The latest Pulse Asia pre-election survey puts Partido Federal Pilipino presidential candidate Ferdinand “Bongbong” Marcos Jr. on top but Liberal Party presidential bet and Vice-president Leni Robredo is slowly catching up.
A possible “re-match” between Robredo and Marcos (referring to their 2016 contest forvice-president that ended in a Marcos protest case at the Presidential Electoral Tribunal) is suggested by the Pulse Asia survey of December 6 to 11.
The survey had 53 percent of the 2,400 respondents saying they would vote for the son of the late dictator if elections were held then. Robredo, on the other, won the nod of 20 percent of respondents, up from the measly eight percent the Vice-president got in the previous Pulse Asia poll.
Coming in tied for third place with eight percent voter support each were Manila City Mayor Isko Moreno and Sen. Manny Pacquiao. Sen. Panfilo Lacson took the sole fourth spot with six percent of respondents saying they would vote for him if elections were held during the survey period.
Retired general Antonio Parlade Jr. and labor leader Ka Leody de Guzman registered less than one percent of voter preference with 0.01 percent and 0.004 percent, respectively.
Marcos’ lead on his rivals was clear across all regions and all social classes. In both Metro Manila and Mindanao, he took more than half of voters with 61 percent and 64 percent, respectively.
With classes ABC, Marcos had 53 percent support versus Robredo’s 24 percent. It was the same story with classes D and E, where he and Robredo were 54-19 percent and 49-21 percent, respectively.
This was the result despite the dominant headlines at the time the fieldwork for the survey was conducted: President Duterte’s accusation that an unnamed presidential candidate was a cocaine user, and there were also the petitions for disqualification against Marcos.
The campaign starts February 8, but there is already partisan excitement leading to May 9 when the nation decides whether it should remain in the hands of inept and corrupt nominees of political dynasties or elect reformists attuned to true public service.
If the son of the former dictator maintains his wide lead, he would be able to recapture the presidential palace that his disgraced family abandoned in 1986 as they fled in panic to Hawaii at the height of the People Power Revolt.

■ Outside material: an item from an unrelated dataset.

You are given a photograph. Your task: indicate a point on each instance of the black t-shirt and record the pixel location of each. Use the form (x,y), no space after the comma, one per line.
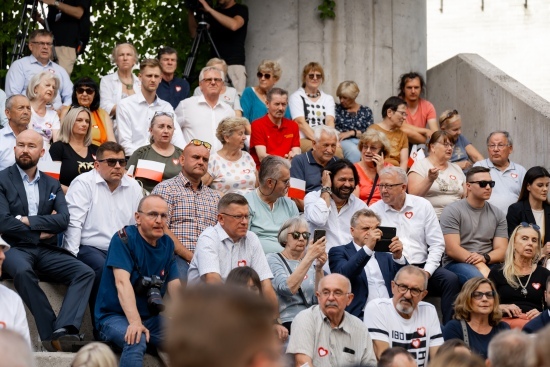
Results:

But a statistical detail cautions that it may not be that easy for Marcos to sweep the 2022 election, even if he and Robredo generally maintain their early campaign momentum.
Robredo sprung to second place to Marcos after leaping to a 20-percent share from her eight percent in the previous September survey, where her scores across regions and economic classes ranged from eight to 12 percent. In this last survey, her range across classes improved 10 to 25 percent.
Robredo’s regional percentages have shot up since September in the National Capital Region (14 from 10 percent), Balance Luzon (24 from eight percent), Visayas (25 from 10 percent) and Mindanao (10 from four percent). Across classes, her standing also improved: ABC (24 from eight percent), D (19 from eight percent) and E (21 from 11 percent).
Robredo’s spokesman Barry Gutierrez said her big jump is a “definitive affirmation of the energy and momentum of the people’s campaign that emerged” after she declared her candidacy.
Like other observers, he said the 2022 elections loom as a showdown between Robredo and Marcos, who dueled in 2016 for the vice–presidency. Their fight, triggered by Marcos’ protest, went all the way to the Supreme Court that sat as the Presidential Electoral Tribunal, which resolved it in favor of Robredo.
Robredo has famously said of Marcos, “I beat him once, I can beat him again.”